Stefan Mandel y los juegos del azar

Muchas personas son aficionadas a los juegos de azar. Apuestan una vez por semana con la esperanza de que un golpe de suerte las saque, de un instante a otro, de su vida “normal” y las lleve a un mundo sin problemas donde las cuentas a pagar no sean motivos de preocupación.

Obviamente, no me refiero a la ludopatía, drama social que tiene otras características que no voy a abordar en este artículo. La industria del juego en Argentina ofrece la más amplia gama de formas legales de juego: casinos, bingos, tragamonedas, casas de apuestas, carreras de caballos, lotería y más. El Estado argentino ha facilitado y fomentado el crecimiento de este negocio durante años. Entre otras razones porque es una inagotable fuente de recursos para las arcas públicas. También se benefician los capitalistas a quienes se les concesiona la explotación de los distintos juegos.
Voy a comenzar este artículo analizando cuál es la probabilidad de ganar un juego y, para hacerlo, voy a tomar, como ejemplo, uno de ellos, el Telekino.

 

Para jugarlo, hay que comprar una boleta de sorteo que contiene 15 números que son elegidos de forma aleatoria entre el 1 y 25. Cada domingo, se sortean cuales son esos 15 números y la persona que ha tenido la suerte de comprar la boleta que los contiene, automáticamente, entra al mundo de sus sueños.

Utilicemos la herramienta de la matemática para conocer cuál es la probabilidad que tengo yo, comprador de una boleta, de ser un feliz ganador. Sin entrar en detalles matemáticos, podemos decir que la probabilidad de elegir k números naturales de entre los primeros n se calcula mediante la relación: p(n,k) = n!/k!(n-k)!

En el caso del Telekino, con n=25 y k=15, nos queda: p(25,15)=25!/(15! 10!) = 3.268.760

Este resultado significa que yo, comprador de una tarjeta, tengo 1 posibilidad de ganar el premio mayor de entre 3.268.760 posibilidades. O sea, mi probabilidad es, aproximadamente: 1/3.268.760 = 0,000000305

¿Jugarías al Telekino teniendo esa probabilidad de ganar? Evidentemente, se trata de un número desalentador desde todo punto de vista. Sin embargo, no todos piensan así y, como muestra, está el caso de Stefan Mandel.

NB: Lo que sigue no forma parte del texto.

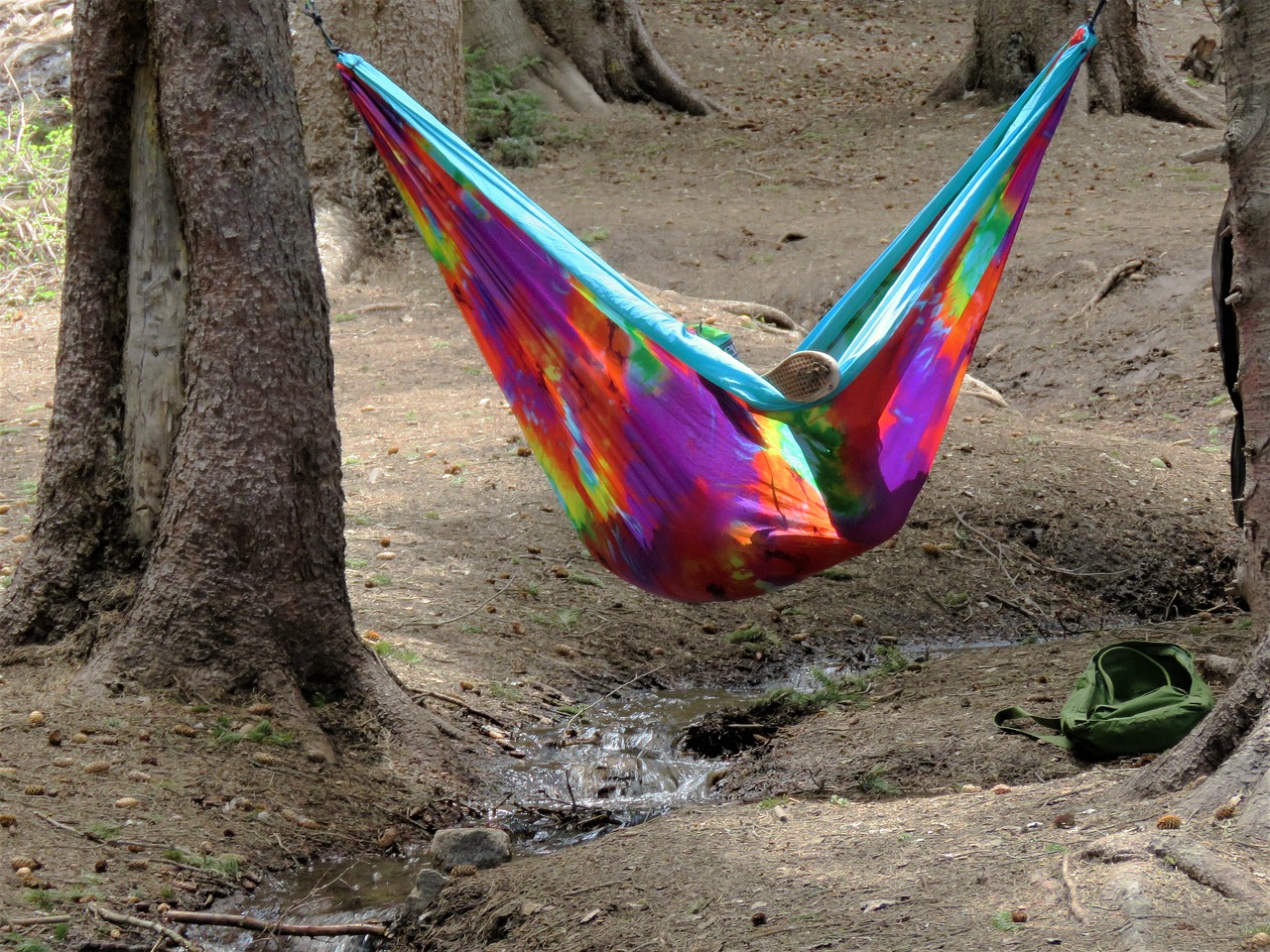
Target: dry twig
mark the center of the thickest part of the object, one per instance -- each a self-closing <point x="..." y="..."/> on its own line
<point x="1074" y="900"/>
<point x="277" y="928"/>
<point x="1114" y="277"/>
<point x="121" y="919"/>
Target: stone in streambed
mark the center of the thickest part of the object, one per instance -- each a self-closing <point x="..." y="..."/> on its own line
<point x="480" y="847"/>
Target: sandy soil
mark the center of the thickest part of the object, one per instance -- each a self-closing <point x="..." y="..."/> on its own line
<point x="1093" y="508"/>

Se trata de un matemático rumano que 14 veces ganó la lotería, lo que se convirtió en una ganancia total aproximada de 30 millones de dólares. Esto lo logró aplicando su propia fórmula matemática, la cual consistía en comprar todas las
combinaciones de números posibles (no hay mucha matemática en su idea). Su primera victoria fue a finales de los años 60 con la lotería de Rumania. Luego se mudó con su familia a Australia donde aplicó de nuevo su fórmula ganadora y ganó 12 veces más.

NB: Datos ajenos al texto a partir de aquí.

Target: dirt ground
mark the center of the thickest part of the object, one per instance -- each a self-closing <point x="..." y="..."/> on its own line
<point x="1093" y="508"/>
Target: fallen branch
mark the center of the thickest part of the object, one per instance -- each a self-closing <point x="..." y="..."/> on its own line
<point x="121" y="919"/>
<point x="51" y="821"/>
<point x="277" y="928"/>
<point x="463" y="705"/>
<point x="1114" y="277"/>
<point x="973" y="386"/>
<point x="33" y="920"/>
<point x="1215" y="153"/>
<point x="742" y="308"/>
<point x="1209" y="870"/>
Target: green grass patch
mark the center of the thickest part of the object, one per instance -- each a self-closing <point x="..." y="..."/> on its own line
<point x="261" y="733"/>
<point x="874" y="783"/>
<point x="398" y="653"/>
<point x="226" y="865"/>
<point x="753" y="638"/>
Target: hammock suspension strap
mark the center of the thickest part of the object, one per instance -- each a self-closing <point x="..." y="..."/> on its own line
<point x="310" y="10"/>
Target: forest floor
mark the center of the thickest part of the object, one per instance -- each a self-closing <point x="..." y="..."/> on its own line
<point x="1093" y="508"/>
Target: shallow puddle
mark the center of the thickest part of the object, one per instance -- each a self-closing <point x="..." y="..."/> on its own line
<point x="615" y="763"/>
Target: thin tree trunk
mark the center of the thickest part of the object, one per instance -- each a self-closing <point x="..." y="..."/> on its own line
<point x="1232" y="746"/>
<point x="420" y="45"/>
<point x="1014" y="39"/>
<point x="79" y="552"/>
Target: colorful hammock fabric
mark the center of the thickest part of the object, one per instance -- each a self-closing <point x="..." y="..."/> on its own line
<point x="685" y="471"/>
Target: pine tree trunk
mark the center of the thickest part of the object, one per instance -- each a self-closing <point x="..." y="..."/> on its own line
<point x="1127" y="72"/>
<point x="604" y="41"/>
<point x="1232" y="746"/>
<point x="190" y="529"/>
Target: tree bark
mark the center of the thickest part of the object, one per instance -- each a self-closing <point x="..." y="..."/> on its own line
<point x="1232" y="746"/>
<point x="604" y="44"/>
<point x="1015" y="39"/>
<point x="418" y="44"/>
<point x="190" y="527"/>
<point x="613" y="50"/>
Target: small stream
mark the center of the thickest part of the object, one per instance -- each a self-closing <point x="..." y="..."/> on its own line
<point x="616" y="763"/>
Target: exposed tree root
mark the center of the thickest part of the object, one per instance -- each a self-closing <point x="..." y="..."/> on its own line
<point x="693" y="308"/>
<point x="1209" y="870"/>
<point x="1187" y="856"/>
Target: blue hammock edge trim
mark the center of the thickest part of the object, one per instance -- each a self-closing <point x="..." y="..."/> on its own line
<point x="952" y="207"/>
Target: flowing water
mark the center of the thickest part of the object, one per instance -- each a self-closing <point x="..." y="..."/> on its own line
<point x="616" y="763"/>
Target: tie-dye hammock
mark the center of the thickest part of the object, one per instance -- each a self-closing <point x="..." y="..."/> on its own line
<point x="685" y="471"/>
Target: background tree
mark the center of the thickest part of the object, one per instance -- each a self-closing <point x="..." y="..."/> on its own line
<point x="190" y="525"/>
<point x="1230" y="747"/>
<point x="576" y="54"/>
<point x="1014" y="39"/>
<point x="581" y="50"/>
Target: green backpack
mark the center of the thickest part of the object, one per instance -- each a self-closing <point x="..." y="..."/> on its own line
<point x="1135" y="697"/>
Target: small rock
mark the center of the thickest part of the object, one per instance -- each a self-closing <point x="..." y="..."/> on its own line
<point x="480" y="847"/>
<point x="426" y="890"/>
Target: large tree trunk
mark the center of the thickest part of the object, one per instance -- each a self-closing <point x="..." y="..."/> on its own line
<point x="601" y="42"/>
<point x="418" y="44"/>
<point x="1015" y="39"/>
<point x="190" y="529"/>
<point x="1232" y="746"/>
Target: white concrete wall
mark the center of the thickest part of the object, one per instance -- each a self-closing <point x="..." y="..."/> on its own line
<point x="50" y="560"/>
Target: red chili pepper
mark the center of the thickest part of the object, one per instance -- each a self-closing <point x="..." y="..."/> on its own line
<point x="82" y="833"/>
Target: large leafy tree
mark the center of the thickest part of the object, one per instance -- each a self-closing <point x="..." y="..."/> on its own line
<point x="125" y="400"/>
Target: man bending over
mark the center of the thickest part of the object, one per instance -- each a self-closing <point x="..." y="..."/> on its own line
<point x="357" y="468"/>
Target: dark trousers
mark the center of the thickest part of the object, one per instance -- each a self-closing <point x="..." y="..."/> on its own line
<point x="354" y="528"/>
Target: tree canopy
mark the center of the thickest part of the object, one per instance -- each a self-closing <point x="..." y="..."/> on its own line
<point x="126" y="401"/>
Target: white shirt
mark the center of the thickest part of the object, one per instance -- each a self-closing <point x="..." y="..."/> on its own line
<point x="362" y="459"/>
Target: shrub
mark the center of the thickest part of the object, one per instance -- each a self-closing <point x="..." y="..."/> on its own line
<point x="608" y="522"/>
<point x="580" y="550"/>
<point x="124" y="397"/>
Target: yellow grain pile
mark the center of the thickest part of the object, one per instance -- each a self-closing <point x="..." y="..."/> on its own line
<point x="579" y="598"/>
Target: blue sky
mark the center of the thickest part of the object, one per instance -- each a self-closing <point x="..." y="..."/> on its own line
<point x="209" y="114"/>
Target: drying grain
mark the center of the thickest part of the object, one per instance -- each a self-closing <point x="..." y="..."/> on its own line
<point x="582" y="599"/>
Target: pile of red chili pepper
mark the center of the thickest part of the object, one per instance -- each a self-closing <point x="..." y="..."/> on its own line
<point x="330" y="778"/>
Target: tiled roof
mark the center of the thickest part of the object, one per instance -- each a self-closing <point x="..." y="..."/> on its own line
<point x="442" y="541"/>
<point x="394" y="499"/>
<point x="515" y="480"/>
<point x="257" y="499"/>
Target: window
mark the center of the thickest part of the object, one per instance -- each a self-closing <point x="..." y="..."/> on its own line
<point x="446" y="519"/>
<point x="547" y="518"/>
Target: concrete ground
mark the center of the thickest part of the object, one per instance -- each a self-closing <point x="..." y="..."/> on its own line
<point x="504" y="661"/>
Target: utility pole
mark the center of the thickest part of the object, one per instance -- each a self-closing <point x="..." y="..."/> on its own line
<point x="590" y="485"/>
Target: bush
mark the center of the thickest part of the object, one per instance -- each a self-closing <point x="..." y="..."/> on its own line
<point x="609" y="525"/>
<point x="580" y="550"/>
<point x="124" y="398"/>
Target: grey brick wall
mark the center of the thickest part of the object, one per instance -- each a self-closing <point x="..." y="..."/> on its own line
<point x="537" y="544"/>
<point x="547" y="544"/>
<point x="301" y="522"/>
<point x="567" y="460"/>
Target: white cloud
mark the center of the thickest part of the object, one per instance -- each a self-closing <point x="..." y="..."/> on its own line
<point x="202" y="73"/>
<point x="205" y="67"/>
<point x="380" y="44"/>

En aquel momento, se permitía que las personas imprimieran las boletas de lotería en sus casas y aunque no era algo común o sencillo, él logró conseguir varias impresoras y miles de inversionistas a lo largo de los años, quienes creyeron en su técnica y fue así como lograba comprar todas las combinaciones posibles. El método de Mandel era exhaustivo, ya que requería de toda una logística: primero necesitaban imprimir los billetes, luego verificaban que ningún
número sobrara o faltara, y por último procesaban la compra ante establecimientos autorizados.

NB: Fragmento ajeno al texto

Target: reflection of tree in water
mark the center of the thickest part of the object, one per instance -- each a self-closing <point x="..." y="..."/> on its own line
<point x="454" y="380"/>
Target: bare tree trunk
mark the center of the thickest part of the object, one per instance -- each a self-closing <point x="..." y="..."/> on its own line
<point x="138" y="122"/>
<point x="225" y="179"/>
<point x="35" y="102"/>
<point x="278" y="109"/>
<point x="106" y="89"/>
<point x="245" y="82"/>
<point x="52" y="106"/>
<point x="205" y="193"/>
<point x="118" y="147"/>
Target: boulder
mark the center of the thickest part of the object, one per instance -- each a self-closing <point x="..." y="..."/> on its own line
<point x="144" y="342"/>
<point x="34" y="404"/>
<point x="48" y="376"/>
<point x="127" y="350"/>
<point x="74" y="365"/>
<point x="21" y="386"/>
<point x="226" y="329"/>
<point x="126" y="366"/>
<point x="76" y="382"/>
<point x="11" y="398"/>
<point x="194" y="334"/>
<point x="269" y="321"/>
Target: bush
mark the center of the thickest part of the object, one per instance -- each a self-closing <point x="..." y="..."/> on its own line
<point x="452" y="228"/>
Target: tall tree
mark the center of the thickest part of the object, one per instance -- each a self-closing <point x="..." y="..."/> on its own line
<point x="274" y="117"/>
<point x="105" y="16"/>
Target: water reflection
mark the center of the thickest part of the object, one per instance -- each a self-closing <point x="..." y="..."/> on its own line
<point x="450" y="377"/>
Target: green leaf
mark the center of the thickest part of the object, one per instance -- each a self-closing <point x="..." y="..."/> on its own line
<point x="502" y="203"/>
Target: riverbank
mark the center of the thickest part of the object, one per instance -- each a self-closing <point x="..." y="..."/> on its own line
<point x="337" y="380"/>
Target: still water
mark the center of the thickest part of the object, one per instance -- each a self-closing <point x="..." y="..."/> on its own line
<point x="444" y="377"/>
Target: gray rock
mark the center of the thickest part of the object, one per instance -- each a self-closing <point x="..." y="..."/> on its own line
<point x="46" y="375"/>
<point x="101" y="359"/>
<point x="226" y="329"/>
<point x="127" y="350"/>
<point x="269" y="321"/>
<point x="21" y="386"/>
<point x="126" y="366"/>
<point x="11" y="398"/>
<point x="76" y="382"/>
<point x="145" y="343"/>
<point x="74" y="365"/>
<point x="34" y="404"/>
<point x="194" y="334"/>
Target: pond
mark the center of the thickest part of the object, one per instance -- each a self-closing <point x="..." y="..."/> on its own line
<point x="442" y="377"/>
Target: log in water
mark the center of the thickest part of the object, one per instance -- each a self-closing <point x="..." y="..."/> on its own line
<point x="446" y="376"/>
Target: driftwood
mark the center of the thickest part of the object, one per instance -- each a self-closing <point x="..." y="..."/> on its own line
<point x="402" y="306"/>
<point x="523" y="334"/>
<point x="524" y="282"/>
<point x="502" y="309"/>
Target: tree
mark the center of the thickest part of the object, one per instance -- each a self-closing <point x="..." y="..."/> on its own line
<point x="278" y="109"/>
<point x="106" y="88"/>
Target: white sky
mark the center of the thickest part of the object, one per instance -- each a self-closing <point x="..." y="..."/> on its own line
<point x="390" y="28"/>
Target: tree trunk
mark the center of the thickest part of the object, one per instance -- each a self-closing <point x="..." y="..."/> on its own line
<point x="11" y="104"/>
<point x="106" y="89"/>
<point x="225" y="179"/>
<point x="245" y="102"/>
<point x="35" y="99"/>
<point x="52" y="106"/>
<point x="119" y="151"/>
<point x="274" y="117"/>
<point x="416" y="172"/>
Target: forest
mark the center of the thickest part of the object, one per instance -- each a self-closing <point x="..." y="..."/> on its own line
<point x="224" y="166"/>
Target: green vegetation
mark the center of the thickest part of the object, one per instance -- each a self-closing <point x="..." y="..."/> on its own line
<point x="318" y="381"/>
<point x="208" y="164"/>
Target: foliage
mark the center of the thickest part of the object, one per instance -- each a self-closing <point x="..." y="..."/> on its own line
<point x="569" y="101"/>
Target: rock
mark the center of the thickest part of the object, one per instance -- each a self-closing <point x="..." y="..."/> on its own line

Su última victoria la logró con la lotería de Virginia (USA) en el año 1992, logrando ganar no solo el primer premio de 27 millones de dólares sino también numerosos premios segundarios por un monto de casi 1 millón de dólares. Todo esto generó mucha controversia por lo que se realizó una exhaustiva investigación que probó que Mandel no había violado la ley. Sin embargo, en ésta su ultima apuesta, tuvo un percance que lo hizo depender un poco del azar y, a pesar de eso, igualmente ganó. Su historia puede consultarse en numerosos sitios de internet y, mejor
que nadie, el gran Adrián Paenza lo cuenta en www.elcohetealaluna.com/stefan-mandel-y-la-loteria/

Es obvio que el método de Mandel de comprar todos los números necesita que el premio sea mayor que el costo de todas las boletas. En el caso del Telekino, el pozo suele ser de alrededor de 20 millones de pesos y comprar todas las boletas, a un costo de 50 pesos cada una,representa más de 160 millones, lo que implica que nuestro país no hubiera sido elegido por el bueno de Mandel para ganar el pozo de ese juego.